As in 'If Nobody Speaks of Remarkable Things' we focus on the little details, the easily forgotten minutiae of peoples' lives...and it will not be to everyone's tastes.
The story opens with a couple holidaying in an unnamed Peak District village desperately seeking help as their young daughter has gone missing. Anyone expecting an action-packed thriller as we race to discover the girl/body - or establish what happened to her - will be left wanting. Rebecca, or Bex, fades into the background though her presence remains palpable for those left behind. What we get instead is a languid, dare I say it poetic, account of how this major event affects the village and those living in it.
We watch a huge cast of characters resume their daily lives, getting to know some in detail, and we follow them through the thirteen years following this event.
Setting in a novel such as this is everything, and there's a real sense of beauty created here by McGregor. I wonder if it would still seem as beautiful if I didn't live in a village very similar to that described here. Perhaps not, but I admired the sense of charm given to the everyday, the ordinary. Charting the ebb and flow of this village and those who live in it seems to have been a real labour of love.
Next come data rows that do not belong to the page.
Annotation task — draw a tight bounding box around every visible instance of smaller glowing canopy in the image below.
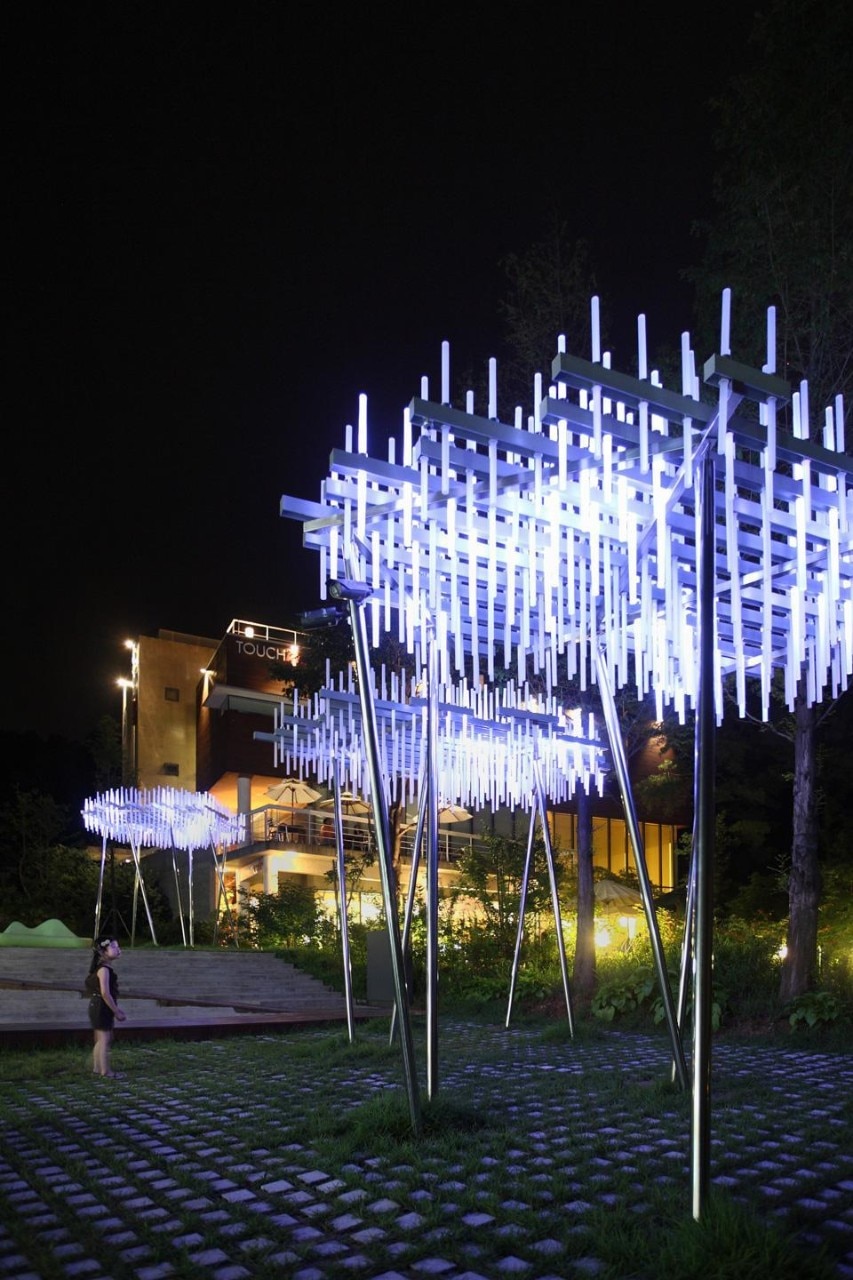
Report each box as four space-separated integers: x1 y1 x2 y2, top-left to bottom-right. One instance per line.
258 670 608 815
82 787 245 851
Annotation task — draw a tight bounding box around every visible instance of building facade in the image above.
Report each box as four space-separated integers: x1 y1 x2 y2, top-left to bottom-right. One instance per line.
120 619 685 934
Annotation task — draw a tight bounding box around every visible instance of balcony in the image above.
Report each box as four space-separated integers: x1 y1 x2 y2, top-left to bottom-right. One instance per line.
243 804 475 863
Thank you to NetGalley for the advance copy in exchange for my review, and though we're never given all the answers we feel we want there's plenty to satisfy us.
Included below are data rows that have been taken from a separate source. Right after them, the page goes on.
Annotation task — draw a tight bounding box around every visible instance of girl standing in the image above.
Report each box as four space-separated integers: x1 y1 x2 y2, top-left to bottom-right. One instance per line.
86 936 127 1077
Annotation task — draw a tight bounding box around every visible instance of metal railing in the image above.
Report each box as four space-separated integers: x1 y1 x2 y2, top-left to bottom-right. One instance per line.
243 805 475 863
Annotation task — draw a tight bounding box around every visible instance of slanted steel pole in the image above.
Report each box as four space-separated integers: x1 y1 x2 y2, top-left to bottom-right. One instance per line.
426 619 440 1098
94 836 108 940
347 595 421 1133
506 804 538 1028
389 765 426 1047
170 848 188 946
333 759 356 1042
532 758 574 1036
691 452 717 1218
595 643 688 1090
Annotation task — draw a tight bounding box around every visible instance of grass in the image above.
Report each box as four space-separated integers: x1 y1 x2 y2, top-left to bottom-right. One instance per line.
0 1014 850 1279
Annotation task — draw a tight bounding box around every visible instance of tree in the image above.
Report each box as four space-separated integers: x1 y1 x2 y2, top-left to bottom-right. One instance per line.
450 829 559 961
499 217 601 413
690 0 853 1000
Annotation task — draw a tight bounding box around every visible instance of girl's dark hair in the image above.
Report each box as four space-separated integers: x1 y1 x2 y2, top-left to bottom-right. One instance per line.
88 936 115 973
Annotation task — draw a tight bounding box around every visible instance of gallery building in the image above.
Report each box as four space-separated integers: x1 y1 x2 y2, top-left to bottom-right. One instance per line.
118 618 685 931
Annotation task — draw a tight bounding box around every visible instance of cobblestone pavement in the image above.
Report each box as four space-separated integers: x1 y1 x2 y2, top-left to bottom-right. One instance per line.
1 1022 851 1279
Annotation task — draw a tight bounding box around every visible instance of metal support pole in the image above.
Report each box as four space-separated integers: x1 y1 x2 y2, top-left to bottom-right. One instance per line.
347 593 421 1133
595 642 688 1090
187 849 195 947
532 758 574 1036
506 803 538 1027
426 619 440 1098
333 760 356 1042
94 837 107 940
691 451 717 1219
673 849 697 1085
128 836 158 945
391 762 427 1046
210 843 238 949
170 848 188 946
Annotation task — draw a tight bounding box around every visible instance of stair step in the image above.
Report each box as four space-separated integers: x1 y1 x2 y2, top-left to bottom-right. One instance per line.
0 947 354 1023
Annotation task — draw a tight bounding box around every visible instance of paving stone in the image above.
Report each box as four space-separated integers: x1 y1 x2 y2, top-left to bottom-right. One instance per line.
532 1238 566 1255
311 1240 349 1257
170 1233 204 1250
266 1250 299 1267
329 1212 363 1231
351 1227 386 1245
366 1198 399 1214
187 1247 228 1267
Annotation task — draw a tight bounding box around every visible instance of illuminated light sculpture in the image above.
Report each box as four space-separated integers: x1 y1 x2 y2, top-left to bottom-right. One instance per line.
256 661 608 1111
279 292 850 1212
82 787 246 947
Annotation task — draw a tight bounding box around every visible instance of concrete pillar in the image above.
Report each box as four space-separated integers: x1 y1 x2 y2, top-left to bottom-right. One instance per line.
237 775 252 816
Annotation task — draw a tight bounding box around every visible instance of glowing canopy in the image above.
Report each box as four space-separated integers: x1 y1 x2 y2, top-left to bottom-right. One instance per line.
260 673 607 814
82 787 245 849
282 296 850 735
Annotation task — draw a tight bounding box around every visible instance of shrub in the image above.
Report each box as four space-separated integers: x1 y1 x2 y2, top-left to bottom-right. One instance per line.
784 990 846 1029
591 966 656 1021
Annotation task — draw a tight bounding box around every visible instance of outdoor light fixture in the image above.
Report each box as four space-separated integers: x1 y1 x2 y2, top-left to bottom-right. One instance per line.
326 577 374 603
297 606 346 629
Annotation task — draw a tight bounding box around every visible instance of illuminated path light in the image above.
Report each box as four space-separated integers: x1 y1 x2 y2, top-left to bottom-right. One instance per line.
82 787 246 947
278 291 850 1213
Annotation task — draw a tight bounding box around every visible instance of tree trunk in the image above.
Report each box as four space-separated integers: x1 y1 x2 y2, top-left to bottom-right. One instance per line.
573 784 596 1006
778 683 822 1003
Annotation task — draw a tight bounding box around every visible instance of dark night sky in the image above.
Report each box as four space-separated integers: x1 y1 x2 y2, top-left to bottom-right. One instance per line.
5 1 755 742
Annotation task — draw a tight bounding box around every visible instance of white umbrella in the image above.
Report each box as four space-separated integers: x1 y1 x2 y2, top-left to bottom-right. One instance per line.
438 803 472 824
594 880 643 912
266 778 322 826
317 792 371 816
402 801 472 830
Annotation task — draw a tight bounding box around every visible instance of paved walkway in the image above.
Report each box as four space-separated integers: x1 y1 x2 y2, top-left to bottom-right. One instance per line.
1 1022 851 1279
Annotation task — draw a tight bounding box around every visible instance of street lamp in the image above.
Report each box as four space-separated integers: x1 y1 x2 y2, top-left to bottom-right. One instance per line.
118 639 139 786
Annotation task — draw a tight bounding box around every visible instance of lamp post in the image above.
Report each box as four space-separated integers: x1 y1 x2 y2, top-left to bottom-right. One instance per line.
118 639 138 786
A seductive and beautiful read that well deserves its critical acclaim. I found its rhythmic prose both compelling and hypnotic and really fell under its spell one hot afternoon last week in our rented cottage in the highlands. I've read lots of reviews where it seems that Jon McGregor's style isn't for everyone but I really fell hard for it. Maybe the fact that I was surrounded by nature made the changing seasons all the more appealing to me. I was captivated by this beautiful rendition of this rural community and their changing lives across the year. Absolutely fell under its spell and I'll be recommending it to everyone.
Jon McGregor's Reservoir 13 made the Man Booker 2017 long list, his second novel to be long listed (his If Nobody Speaks of Remarkable Things made the 2002 list) and it's good candidate to take the prize. The story revolves around the disappearance of Rebecca Shaw, a teenager holidaying in the timeless unnamed village at the centre of this novel. Unlike every other novel with this plot-line, instead of focusing on the mystery of the disappearance, the whodunit/what-happened aspect, McGregor tackles the impact of that disappearance on the village and its residents.
Village life is repetitive: cows are milked, foxes mate, and villagers form committees. Nothing of any importance appears to happen, but people die, people have affairs, bad things come and go. Over the years, with a drum beat of regularity, events repeat; the only constant is the environment, the hills and buildings and the reservoirs, the places that hold the secret to Rebecca's whereabouts.
This is captured superbly by the style of the book - paragraphs are long, dialogue is minimal, and the repetition shines a light on how little anything in the end really matters.
An excellent book, very worth of the Man Booker nomination.
Book supplied by Netgalley for an honest review.